The CAA was performed using lysates prepared from RK-13 cells expressing WT (101P) and mutant (101L) moPrP. A) Quantification of conversion activity of 101P and 101L moPrP left untreated (−) or treated with 30mM chlorate (+) or UBH (Brain). B) Western blot analysis of PrP^C expression in 101P and 101L moPrP left untreated (−) or treated with 30mM chlorate (+). Equivalent protein loaded in each lane, blots probed with beta-tubulin. CAA performed using (C) 101P-moPrP and (D) 101L-moPrP cells left untreated (−) or treated with 30mM chlorate (+). Conversion activity was determined as the fold increase in immunoreactive signal relative to puroRK reactions after overnight incubation at 37°C and treatment with PK (100µg/ml, 1hour at 37°C). Blots developed with 03R19. Molecular weight (kDa) is shown. Western blots are representative of replicated experiments, quantification is based on at least three experiments, mean and SEM are shown. *p<0.05 two-tailed t-test of indicated pairs. In (C) and (D) CAA performed using KO and WT mouse brain homogenates (with quantitation shown as brain in A) and cell lysate derived from puroRK (N), 101P (P) and 101L (L) moPrP expressing cell lines. Truncated fragment (←) was not a consistently observed in either wildtype or mutant cell lines and was not included in analysis.

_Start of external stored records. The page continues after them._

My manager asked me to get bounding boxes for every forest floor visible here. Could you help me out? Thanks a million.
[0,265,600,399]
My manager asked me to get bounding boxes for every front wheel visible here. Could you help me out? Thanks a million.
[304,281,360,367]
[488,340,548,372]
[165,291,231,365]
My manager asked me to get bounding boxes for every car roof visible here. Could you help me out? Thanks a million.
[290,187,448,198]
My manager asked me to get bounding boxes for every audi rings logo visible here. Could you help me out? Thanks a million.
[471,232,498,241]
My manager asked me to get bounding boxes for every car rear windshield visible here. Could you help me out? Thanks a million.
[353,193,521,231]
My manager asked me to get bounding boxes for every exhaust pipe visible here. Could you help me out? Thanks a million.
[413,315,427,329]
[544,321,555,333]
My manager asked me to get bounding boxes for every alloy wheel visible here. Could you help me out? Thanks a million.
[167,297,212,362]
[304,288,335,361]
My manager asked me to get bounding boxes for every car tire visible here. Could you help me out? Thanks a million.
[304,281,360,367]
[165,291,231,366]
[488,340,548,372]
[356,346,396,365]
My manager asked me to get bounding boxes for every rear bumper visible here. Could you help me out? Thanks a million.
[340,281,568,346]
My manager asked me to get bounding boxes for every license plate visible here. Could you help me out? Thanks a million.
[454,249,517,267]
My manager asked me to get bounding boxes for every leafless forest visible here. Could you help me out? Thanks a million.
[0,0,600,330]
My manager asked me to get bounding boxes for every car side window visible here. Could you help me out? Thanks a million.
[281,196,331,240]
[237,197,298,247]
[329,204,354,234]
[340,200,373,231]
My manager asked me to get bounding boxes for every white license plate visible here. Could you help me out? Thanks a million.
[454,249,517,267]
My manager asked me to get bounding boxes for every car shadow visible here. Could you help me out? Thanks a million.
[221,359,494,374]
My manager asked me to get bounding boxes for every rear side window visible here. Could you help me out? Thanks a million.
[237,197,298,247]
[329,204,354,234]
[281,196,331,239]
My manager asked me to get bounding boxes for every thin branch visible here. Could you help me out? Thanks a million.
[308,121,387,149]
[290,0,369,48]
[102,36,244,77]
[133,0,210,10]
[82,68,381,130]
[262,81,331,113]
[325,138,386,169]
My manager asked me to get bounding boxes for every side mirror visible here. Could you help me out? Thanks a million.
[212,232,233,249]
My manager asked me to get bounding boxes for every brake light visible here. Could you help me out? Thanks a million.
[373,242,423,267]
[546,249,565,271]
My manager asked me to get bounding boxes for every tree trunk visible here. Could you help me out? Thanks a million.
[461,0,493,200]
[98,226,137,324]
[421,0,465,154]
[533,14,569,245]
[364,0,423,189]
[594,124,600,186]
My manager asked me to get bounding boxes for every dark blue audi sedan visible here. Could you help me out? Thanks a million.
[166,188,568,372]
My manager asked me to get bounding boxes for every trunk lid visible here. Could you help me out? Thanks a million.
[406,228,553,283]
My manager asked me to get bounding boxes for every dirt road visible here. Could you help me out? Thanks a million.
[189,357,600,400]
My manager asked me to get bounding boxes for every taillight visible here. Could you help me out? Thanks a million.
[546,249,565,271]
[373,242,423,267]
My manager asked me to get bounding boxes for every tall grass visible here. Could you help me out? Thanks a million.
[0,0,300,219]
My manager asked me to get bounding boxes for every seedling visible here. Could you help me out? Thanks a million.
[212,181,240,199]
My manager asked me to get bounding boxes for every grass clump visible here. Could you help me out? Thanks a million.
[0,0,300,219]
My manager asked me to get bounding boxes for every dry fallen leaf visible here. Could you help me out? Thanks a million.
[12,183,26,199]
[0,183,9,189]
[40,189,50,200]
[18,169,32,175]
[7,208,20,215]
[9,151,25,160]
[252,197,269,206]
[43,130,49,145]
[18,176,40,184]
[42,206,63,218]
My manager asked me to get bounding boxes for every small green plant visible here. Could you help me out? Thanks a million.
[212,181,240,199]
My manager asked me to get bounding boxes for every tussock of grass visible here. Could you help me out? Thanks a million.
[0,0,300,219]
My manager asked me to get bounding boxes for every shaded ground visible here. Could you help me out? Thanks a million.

Figure 5. Binding of wild-type and mutant PrP^C expressed in RK-13 to sGAG.

A) The ability of wildtype (101P) and mutant (101L) moPrP expressed in RK-13 cells to bind heparin sepharose beads in the presence of increasing concentrations of NaCl (50, 100, 125, 300, 1000mM), was determined by western blot analysis. N shows neat input. B) PrP^C bound to heparin sepharose in the presence of 50mM NaCl was treated with PNGaseF before western blot analysis. Full length (F) and truncated (T) PrP species are shown. C) The percentage of 101P (dotted line) and 101L (solid line) moPrP bound to heparin sepharose in increasing concentrations of NaCl was determined relative to binding in 50mM NaCl. Blots developed with 03R19. Molecular weight (kDa) is shown. Western blots are representative of replicated experiments, quantification is based on at least three experiments, mean and SEM are shown. Binding differed significantly by Two-way ANOVA (p<0.001).